Lax Visa Guidelines That Hurt U.S. Herders Nixed

     (CN) – Temporary work visas available to foreign herders lower wages and worsen working conditions for U.S. herders, the D.C. Circuit ruled, saying the Labor Department must strengthen its regulations.
     U.S. sheepherders, goatherds and cattle herders brought the challenge after changes that the U.S. Department of Labor made in 2011 to the H-2A temporary worker visa program allowed herding operations to bypass protections for U.S. workers and hire cheap foreign labor instead. The revisions appeared in two Training and Employment Guidance Letters (TEGLs), published in the Federal Register without having gone through notice and comment procedures required by the Administrative Procedures Act.
     Original regulations for the H-2A visa program required an employer to show that there were not sufficient qualified U.S. workers to fill the open positions, and that hiring foreign workers would not adversely effect the wages of U.S. workers in the same position.
     The H-2A program also set wage minimums and housing standards on employers that hire foreign employees.
     “Under the general H-2A regulations, employers wishing to hire foreign laborers would be required to pay herders the Adverse Effect Wage Rate, which in 2011 ranged from $8.97 per hour to $12.01 per hour, depending on the state,” Judge Janice Brown wrote for the three-judge panel. “Under the special procedures set forth in the TEGLs, however, employers need only pay herders the prevailing wage rate, which in 2011 was $875 per month plus room and board for cattleherders and from $750 to $1,422.52 per month plus room and board for sheepherders and goatherders, depending on the state.”
     In Colorado, a sheepherder makes less than $4.69 per hour for a 40-hour work week, well below the adverse effect wage rate of $10.48. The department also permits lower standards for herder housing than for other employments.
     Reymundo Zacarias Mendoza and his fellow plaintiffs originally came to the United States as herders on H-2A visas, but they now have legal immigration status and claim that lax visa standards have made working conditions and wages so poor that they have been pushed out of the herding business.
     Two intervening associations representing herders told the court that virtually all of their members’ employees are foreign workers.
     A federal judge dismissed the lawsuit for lack of standing, but the D.C. Circuit reinstated the case last week and granted plaintiffs summary judgment.
     “The TEGLs adversely affect herders by lowering wages and worsening working conditions, whether they are compared to the alternative of eliminating special procedures for herders altogether or retaining the pre-2011 special procedures,” Brown wrote.
     Even though plaintiffs do not currently work as herders, all have expressed the interest in working as a herder again, and have the requisite experience to do so.
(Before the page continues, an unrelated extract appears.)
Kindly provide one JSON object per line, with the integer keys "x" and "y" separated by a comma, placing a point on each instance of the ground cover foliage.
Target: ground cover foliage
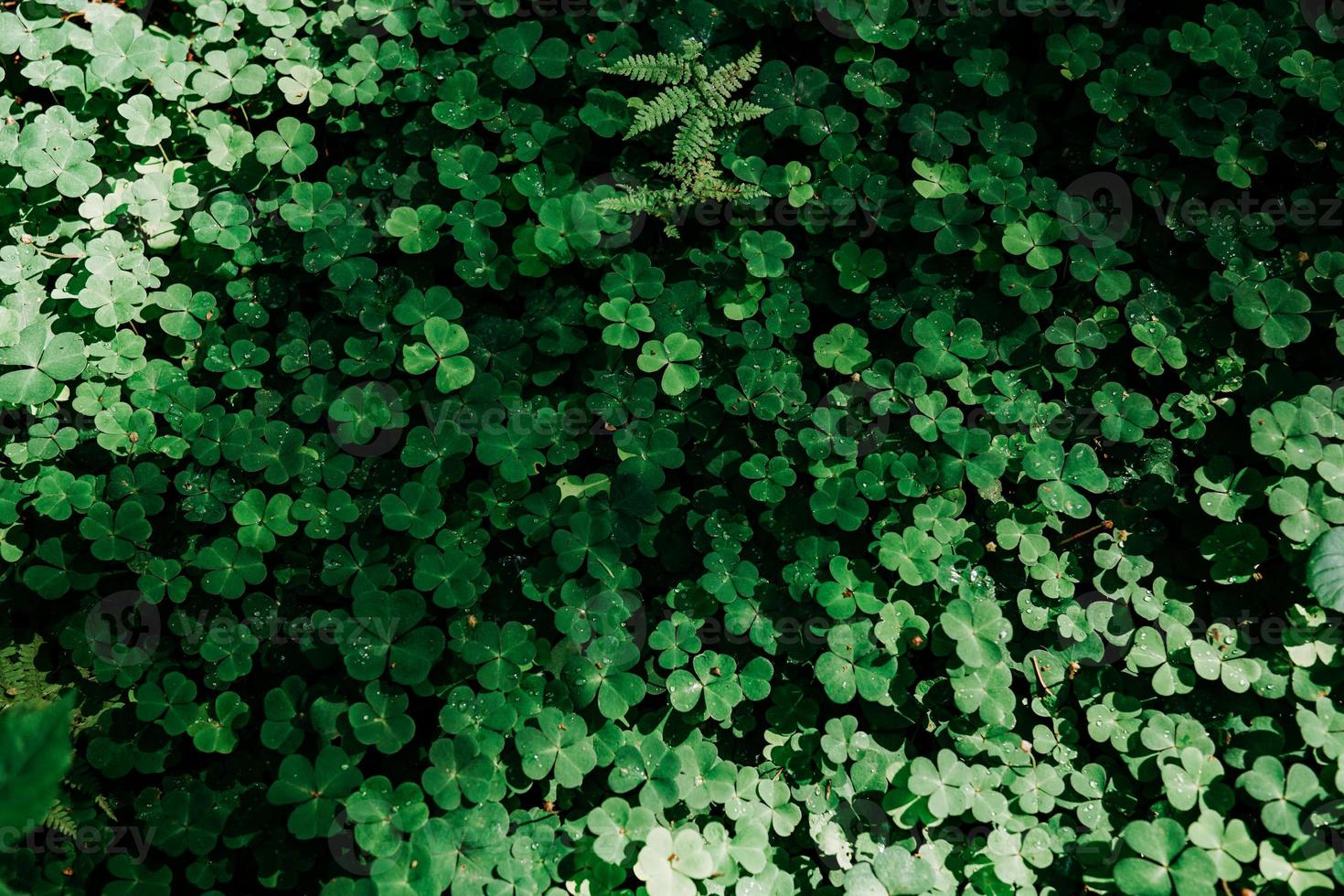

Even if they have not all recently submitted applications for a herding job, “a person can involve himself in a job market by means other than submitting formal applications,” the 38-page opinion states.
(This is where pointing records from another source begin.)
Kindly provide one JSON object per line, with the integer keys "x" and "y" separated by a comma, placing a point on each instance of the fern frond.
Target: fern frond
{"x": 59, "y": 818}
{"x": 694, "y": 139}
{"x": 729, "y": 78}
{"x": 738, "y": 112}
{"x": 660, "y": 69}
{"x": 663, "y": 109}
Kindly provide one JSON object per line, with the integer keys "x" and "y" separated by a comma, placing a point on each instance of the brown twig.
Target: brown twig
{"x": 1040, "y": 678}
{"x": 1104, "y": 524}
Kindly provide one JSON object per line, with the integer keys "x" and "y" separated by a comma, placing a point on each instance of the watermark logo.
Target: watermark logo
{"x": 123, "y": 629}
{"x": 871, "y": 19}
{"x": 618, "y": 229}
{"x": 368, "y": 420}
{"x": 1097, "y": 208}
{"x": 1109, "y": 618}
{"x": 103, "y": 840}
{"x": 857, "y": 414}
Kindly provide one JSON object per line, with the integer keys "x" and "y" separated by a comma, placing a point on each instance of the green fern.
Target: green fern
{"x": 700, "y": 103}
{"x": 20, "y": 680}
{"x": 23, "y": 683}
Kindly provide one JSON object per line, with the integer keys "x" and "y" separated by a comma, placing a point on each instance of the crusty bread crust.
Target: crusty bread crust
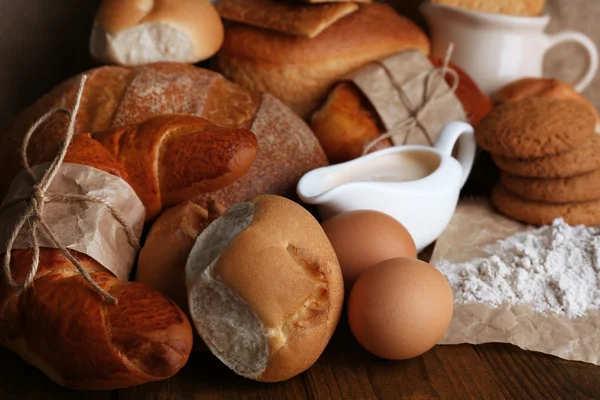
{"x": 284, "y": 269}
{"x": 117, "y": 96}
{"x": 301, "y": 71}
{"x": 185, "y": 31}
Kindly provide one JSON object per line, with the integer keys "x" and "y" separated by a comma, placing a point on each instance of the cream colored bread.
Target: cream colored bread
{"x": 524, "y": 8}
{"x": 265, "y": 288}
{"x": 301, "y": 71}
{"x": 136, "y": 32}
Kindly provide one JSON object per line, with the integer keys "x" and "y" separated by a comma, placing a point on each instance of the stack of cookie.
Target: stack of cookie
{"x": 549, "y": 155}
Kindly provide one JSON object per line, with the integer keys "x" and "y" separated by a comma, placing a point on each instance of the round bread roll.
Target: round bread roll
{"x": 542, "y": 87}
{"x": 136, "y": 32}
{"x": 116, "y": 96}
{"x": 347, "y": 122}
{"x": 265, "y": 288}
{"x": 301, "y": 71}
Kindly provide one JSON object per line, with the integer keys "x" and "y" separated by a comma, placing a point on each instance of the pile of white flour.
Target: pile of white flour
{"x": 555, "y": 269}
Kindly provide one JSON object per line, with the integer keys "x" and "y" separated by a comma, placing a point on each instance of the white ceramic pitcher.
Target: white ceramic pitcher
{"x": 417, "y": 185}
{"x": 498, "y": 49}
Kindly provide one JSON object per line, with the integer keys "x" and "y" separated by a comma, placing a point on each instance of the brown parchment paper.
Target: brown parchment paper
{"x": 88, "y": 228}
{"x": 474, "y": 226}
{"x": 410, "y": 69}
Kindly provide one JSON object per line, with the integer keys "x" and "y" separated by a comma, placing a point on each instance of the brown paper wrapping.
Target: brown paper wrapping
{"x": 86, "y": 227}
{"x": 474, "y": 226}
{"x": 410, "y": 69}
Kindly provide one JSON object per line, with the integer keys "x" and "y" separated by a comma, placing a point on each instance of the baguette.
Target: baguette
{"x": 66, "y": 329}
{"x": 301, "y": 71}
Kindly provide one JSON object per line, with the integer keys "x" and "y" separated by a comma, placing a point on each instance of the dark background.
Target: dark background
{"x": 43, "y": 42}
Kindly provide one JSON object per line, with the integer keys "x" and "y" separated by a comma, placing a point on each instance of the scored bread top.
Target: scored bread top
{"x": 265, "y": 269}
{"x": 116, "y": 96}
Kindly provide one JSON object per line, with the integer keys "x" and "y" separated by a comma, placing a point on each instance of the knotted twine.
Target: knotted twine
{"x": 433, "y": 80}
{"x": 33, "y": 215}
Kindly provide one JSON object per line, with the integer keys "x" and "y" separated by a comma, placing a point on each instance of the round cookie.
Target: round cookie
{"x": 575, "y": 162}
{"x": 578, "y": 188}
{"x": 536, "y": 127}
{"x": 538, "y": 213}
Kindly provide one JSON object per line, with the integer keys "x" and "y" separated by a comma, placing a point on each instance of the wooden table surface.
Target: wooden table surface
{"x": 346, "y": 371}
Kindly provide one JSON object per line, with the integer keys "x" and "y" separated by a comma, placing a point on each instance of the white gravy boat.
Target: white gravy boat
{"x": 417, "y": 185}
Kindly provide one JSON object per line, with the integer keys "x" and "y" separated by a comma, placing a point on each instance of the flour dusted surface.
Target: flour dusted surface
{"x": 555, "y": 268}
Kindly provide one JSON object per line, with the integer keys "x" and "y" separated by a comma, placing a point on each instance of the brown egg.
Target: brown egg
{"x": 400, "y": 308}
{"x": 363, "y": 238}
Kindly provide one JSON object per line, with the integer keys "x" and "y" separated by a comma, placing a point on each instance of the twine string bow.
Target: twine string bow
{"x": 33, "y": 215}
{"x": 433, "y": 80}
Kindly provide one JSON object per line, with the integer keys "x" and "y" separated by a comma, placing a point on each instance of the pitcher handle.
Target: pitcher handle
{"x": 464, "y": 134}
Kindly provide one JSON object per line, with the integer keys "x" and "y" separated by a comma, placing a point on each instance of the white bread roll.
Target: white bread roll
{"x": 136, "y": 32}
{"x": 265, "y": 289}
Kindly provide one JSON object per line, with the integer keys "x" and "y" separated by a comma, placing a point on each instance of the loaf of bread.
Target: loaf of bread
{"x": 347, "y": 122}
{"x": 265, "y": 288}
{"x": 174, "y": 158}
{"x": 301, "y": 71}
{"x": 117, "y": 96}
{"x": 542, "y": 87}
{"x": 67, "y": 330}
{"x": 294, "y": 18}
{"x": 136, "y": 32}
{"x": 523, "y": 8}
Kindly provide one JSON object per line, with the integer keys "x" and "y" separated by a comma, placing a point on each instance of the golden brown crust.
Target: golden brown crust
{"x": 524, "y": 8}
{"x": 142, "y": 339}
{"x": 285, "y": 244}
{"x": 71, "y": 333}
{"x": 285, "y": 17}
{"x": 300, "y": 71}
{"x": 162, "y": 260}
{"x": 346, "y": 124}
{"x": 536, "y": 127}
{"x": 539, "y": 213}
{"x": 173, "y": 158}
{"x": 286, "y": 147}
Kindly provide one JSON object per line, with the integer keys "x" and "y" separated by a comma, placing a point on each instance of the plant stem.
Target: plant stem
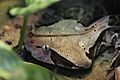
{"x": 22, "y": 32}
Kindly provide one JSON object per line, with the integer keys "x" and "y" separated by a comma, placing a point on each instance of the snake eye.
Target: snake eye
{"x": 46, "y": 47}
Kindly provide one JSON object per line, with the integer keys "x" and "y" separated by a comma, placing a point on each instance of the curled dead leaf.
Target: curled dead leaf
{"x": 69, "y": 39}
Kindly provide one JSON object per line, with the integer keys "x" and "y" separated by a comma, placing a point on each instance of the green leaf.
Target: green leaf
{"x": 13, "y": 68}
{"x": 32, "y": 6}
     “As participants in the labor market for herders, the plaintiffs were injured by the Department of Labor’s promulgation of the TEGLs and fall within the zone of interests protected by the INA,” Brown added, abbreviating the Immigration and Nationality Act. “On the merits of their claim, the plaintiffs are entitled to entry of summary judgment in their favor. The TEGLs are legislative rules and the Department of Labor violated the Administrative Procedure Act by promulgating them without providing public notice and an opportunity for comment.”